Jeff Street Baptist Community at Liberty
Sunday Worship 11:00am - 12:15 (ish) pm
Jeff Street is home for us. Community. Sanctuary.
Jeff Street is a safe place where we know we will be loved, welcomed and encouraged.
At the same time, Jeff Street is a risky place, where we are challenged to work on building up and living in God's realm. Jesus did that and they killed him, so we try to keep our eyes open and our minds clear.
Still, we are a happy community of love-sowers, peacemakers and troublemakers. We are singers and songwriters, artists and poets, teachers and social workers and students and toddlers and growing-old folks. Most of all, we are family for one another. And that is no small thing.
We welcome you to our page and hope you find a bit of family here.
Jeff. St. Baptist Community at Liberty
a poem by Mackenzie Berry
Joe sings the Blues like he’s calling
his children home / a rich oak deep velvet swoon
with enough cry to bend your knees and not collapse.

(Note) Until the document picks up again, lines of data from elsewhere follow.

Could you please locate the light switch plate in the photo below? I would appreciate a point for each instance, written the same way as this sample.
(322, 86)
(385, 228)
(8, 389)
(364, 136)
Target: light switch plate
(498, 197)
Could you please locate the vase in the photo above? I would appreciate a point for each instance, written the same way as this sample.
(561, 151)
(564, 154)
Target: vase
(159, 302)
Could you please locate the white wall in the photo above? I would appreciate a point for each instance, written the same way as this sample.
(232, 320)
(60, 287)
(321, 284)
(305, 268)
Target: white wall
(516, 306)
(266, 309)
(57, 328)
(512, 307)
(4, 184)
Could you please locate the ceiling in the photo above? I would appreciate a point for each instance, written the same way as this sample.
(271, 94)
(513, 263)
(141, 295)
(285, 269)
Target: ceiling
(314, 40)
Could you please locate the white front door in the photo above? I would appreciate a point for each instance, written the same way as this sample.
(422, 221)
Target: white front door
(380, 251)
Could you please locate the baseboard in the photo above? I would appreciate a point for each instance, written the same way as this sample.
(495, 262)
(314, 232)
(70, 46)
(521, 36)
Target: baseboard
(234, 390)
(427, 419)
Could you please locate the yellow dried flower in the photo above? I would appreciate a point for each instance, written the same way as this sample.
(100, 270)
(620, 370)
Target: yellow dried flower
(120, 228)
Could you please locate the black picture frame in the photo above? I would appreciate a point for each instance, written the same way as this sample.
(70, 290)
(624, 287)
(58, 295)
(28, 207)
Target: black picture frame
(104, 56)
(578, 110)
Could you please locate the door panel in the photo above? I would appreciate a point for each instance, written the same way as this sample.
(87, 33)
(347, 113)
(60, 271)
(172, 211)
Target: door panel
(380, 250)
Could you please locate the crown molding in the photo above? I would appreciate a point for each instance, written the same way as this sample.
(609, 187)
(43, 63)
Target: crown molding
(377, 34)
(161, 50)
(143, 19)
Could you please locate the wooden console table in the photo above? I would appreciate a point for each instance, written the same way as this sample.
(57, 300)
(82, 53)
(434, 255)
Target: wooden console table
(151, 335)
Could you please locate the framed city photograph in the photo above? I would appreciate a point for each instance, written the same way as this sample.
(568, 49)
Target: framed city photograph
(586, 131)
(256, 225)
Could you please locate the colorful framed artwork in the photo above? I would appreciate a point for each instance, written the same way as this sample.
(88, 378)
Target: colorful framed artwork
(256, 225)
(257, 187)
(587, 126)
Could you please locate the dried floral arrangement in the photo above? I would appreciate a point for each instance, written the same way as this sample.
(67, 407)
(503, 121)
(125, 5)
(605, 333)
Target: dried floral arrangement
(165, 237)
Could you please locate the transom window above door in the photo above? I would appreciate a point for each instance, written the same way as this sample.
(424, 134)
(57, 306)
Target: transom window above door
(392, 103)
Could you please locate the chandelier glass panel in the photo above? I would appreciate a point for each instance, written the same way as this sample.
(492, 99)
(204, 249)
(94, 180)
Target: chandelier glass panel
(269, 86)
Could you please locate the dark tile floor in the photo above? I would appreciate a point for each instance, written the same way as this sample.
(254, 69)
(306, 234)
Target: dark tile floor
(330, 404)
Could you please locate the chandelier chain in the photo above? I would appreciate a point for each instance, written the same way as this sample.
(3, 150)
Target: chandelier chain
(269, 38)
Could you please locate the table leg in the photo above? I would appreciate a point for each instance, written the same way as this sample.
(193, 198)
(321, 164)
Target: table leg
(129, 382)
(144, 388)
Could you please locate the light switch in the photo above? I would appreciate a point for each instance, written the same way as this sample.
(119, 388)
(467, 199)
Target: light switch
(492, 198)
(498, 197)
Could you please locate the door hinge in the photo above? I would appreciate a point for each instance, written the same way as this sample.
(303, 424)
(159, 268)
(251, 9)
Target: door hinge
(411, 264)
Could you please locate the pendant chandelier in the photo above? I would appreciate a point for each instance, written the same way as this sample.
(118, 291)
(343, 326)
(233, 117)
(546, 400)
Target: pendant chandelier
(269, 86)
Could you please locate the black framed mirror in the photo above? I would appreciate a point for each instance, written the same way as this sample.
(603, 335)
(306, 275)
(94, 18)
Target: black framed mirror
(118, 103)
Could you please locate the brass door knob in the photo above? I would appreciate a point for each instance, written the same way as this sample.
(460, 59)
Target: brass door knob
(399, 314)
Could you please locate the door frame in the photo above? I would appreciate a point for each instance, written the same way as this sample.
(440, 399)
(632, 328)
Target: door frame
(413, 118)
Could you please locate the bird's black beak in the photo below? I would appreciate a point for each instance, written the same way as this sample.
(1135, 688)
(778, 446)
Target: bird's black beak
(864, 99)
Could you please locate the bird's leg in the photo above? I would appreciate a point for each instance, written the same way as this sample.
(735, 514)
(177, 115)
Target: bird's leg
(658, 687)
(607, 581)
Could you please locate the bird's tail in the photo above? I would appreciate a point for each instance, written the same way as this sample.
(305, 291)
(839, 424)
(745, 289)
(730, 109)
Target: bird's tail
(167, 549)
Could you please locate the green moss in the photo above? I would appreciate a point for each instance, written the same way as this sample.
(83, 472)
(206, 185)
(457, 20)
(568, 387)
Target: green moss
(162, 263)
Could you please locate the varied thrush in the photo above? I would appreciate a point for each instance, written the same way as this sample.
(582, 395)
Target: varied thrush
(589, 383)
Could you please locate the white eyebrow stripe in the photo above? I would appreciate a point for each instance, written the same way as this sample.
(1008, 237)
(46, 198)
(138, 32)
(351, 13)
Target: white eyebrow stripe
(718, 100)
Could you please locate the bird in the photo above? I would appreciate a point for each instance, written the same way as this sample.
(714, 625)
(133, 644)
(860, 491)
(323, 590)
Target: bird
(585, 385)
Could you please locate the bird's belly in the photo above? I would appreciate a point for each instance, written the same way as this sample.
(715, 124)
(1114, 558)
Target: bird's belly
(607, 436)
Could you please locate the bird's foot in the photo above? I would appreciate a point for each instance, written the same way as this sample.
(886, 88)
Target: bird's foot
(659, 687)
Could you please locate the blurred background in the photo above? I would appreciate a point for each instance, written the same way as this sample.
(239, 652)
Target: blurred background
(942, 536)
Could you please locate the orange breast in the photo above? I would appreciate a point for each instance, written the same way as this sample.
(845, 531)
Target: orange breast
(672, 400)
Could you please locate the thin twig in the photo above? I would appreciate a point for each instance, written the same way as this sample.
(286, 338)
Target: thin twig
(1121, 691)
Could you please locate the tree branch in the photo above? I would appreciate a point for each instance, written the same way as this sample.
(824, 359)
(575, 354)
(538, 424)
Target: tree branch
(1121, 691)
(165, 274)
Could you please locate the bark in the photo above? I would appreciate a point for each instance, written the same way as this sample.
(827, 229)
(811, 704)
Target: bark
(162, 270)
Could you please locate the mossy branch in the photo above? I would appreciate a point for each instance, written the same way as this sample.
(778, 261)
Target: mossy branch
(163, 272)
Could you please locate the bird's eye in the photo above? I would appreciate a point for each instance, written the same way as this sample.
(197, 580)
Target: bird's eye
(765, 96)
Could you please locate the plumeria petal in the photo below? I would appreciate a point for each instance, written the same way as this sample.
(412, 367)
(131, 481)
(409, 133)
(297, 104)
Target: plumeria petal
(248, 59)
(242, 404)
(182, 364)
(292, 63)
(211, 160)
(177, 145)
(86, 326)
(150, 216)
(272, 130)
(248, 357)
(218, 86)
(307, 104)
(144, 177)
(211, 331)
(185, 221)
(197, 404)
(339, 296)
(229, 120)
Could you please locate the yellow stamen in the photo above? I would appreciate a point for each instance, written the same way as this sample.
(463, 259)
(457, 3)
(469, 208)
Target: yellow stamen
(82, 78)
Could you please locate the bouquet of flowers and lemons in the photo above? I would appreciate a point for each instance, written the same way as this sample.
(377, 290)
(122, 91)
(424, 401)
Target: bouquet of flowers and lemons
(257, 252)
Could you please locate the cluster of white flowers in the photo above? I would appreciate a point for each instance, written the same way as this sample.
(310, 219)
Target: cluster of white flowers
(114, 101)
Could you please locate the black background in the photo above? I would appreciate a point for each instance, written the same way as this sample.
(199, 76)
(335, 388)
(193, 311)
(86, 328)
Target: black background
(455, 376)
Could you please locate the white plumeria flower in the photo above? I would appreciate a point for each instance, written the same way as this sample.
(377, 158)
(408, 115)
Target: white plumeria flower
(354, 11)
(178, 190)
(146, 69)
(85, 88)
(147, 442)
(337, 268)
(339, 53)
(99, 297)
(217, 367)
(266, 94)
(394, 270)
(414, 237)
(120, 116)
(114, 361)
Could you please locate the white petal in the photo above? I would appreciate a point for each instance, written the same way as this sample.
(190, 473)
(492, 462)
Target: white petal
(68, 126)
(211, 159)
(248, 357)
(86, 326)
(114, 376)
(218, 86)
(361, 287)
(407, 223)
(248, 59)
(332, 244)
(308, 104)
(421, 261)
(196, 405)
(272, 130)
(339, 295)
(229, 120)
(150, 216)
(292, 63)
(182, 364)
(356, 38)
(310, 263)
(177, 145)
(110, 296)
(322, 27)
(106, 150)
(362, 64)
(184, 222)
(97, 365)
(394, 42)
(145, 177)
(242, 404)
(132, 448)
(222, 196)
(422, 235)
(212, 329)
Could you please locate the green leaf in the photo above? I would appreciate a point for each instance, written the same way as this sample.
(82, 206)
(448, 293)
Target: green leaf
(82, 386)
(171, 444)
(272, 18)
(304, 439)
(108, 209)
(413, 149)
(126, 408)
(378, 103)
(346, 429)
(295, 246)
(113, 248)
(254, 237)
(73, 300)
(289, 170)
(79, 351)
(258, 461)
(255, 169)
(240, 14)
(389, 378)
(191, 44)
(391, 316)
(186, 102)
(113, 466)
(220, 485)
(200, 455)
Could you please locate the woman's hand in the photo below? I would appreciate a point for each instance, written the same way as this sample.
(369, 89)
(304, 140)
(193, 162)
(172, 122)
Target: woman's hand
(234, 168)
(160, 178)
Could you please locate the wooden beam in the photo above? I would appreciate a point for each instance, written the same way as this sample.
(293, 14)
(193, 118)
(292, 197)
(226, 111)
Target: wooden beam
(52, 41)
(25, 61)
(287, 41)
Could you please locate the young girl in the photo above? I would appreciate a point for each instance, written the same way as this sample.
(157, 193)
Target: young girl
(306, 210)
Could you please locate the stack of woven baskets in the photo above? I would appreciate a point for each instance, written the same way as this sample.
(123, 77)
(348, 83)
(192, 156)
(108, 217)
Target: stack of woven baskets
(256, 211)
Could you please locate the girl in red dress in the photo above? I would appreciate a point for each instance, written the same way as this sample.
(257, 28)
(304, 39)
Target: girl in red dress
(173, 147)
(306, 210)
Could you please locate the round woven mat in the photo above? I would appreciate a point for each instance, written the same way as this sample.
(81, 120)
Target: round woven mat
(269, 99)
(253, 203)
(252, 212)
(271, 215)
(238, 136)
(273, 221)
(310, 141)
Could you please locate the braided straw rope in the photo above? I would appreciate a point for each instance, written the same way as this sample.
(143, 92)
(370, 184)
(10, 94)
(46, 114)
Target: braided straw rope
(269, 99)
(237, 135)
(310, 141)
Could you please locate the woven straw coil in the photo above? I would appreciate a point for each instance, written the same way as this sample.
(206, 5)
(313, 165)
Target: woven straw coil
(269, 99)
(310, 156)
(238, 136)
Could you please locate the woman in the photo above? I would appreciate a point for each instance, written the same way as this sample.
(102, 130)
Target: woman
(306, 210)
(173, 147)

He said a sermon in his overalls and the church said
Amen. He took his coffee black until he met
Goatwalker cream and then he took two spoons.
We here, who make pews of folding chairs
and make the bread stretch around the block,
have called this meeting begun
by a reformed riverboat gambler
back when we called alcoholics drunkards
and later called in all the sleeping in the stockyards hay.
If I say too much, I might call the congregation awake,
all these rebel Southern Baptists who made it gay & misfit
and still call themselves, all these rich folks with empty pockets
and a leaky roof. What do you know of rising but what rose
down on Liberty St. the day God said let there be light and it poured.
I tell you, the Phoenix burned smiling for all we can make of ash.
The city comes for us flaming and eats itself to the marrow,
finds men sleeping in Sunday school rooms and rages,
spread Clarksdale out across the city and left an empty lot,
where half of us still sits waiting for the grand return.
When the Association expelled us from Jeff St.
for holding a woman pastor behind the pulpit
we took an old factory building and made it God
by the hand of an angel mechanic called Elmer,
and kept the name, too, but longer. Ate with the whole line
on 10 for 10 biscuits and eggs right next to Norma’s House
after the steel fist in a velvet glove woman called Mary
came and asked us what were we here for anyway.
I tell you, you haven’t seen a party til Easter at Jeff. St.
when we dance on confetti just to see the mess splayed
and Di sneaks us the best piece. Gather us in,
where the prayer drums an open forum
of children too wild-eyed to call God Mister.